Myth 9: Dumbing down your resume is an effective strategy.
If you’ve been told you’re overqualified, you might be tempted to remove dates and even advanced degrees from your resume. This would be a mistake, says O’Donnell. Such a move smacks of desperation and can be a deal killer if a background check reveals the truth.
A better approach is to explain in detail why you’re enthusiastic about the position and the company and what specific needs you are uniquely qualified to meet. Also, demonstrate you have the flexibility and qualities to mesh with the team. Ask questions and show your readiness to learn what others have to teach.
Myth 10: Grad school is always a good fallback.
“Only go to grad school if you can 100 percent prove that you need those skills to advance your long-term goals,” says O’Donnell. Using higher education as a place to wait out a down job market could leave you further behind financially and professionally.
Myth 11: Landing a job you love is the most important thing.
Instead of fixating on your vision of the ideal job, concentrate on how you like to live, learn, and relate. Ask yourself:
- Do I prefer to work solo or as part of a team?
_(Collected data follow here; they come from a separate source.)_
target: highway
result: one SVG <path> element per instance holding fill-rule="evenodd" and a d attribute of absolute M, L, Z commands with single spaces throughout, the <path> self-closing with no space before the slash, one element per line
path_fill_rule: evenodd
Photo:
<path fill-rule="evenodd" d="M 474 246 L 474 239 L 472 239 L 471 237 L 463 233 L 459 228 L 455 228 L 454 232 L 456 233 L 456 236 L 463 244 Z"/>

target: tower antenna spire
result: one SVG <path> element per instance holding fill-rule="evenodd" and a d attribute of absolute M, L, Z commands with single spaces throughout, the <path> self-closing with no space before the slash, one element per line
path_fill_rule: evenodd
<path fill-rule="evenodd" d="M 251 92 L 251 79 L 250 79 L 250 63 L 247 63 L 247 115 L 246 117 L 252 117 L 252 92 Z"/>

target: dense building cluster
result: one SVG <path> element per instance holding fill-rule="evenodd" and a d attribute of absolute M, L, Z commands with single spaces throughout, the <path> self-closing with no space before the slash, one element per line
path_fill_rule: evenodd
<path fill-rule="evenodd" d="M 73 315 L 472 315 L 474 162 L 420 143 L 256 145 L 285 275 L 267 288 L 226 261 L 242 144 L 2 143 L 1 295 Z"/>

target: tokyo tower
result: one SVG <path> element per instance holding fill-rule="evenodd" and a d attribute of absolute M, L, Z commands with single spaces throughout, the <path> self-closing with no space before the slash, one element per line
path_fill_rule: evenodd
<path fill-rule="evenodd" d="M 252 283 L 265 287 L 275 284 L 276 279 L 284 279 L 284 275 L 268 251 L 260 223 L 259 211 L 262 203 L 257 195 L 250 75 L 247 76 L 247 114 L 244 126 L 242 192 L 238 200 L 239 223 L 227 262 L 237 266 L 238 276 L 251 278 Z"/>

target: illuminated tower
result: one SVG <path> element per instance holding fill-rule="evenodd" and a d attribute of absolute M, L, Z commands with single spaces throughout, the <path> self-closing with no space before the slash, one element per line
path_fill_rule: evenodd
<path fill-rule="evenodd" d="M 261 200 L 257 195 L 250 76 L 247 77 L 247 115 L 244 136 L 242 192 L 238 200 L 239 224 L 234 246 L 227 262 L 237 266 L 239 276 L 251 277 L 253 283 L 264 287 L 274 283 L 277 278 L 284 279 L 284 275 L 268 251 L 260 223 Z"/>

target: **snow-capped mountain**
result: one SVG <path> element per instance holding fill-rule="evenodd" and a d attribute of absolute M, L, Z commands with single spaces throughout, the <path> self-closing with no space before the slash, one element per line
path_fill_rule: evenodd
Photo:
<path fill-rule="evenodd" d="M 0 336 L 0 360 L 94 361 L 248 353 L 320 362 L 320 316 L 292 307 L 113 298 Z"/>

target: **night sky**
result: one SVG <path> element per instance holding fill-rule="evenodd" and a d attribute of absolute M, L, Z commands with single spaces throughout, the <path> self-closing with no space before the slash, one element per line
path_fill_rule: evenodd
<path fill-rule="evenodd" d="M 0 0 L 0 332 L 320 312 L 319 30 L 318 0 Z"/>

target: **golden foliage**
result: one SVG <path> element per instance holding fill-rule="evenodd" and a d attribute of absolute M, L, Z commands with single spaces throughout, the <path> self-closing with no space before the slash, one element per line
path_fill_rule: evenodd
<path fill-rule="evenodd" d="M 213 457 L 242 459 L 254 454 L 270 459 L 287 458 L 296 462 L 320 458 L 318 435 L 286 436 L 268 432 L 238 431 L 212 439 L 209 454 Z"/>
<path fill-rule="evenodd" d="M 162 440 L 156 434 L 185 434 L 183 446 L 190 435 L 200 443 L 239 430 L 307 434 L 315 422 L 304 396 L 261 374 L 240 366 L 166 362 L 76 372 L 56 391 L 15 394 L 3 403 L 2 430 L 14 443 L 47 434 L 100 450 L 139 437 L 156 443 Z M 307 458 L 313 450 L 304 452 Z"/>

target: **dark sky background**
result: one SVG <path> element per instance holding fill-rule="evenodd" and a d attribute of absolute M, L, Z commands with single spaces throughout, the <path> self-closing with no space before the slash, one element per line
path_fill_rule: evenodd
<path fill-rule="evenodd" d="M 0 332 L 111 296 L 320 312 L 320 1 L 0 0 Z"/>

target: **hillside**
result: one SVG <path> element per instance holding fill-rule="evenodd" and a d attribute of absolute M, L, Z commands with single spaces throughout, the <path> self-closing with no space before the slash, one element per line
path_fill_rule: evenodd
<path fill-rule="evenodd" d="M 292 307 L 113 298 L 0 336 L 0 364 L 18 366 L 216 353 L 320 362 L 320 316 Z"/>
- Do I thrive in high-pressure situations or easygoing environments?
- Is my computer like an extension of my fingers and brain, or is it a necessary electronic evil?
Leverage this self-knowledge to target jobs and careers that play to these preferences and strengths. The resulting job might not be perfect, but if you’re tackling tasks you enjoy on a daily basis, you might end up with the next best thing.
Myth 12: If you’ve been fired, your job prospects are toast.
Being fired or laid off doesn’t carry the stigma it once did. What counts is how you handle interview questions about the situation. Whatever you do, don’t rip into your old boss or workplace. Take the rational, philosophical route. Think of jobs like shoes—some fit better than others. You can use that analogy when discussing lost jobs, says O’Donnell. “Tell the interviewer, ‘It just wasn’t a good fit.’” Then, finish that thought by explaining why this job seems tailor-made.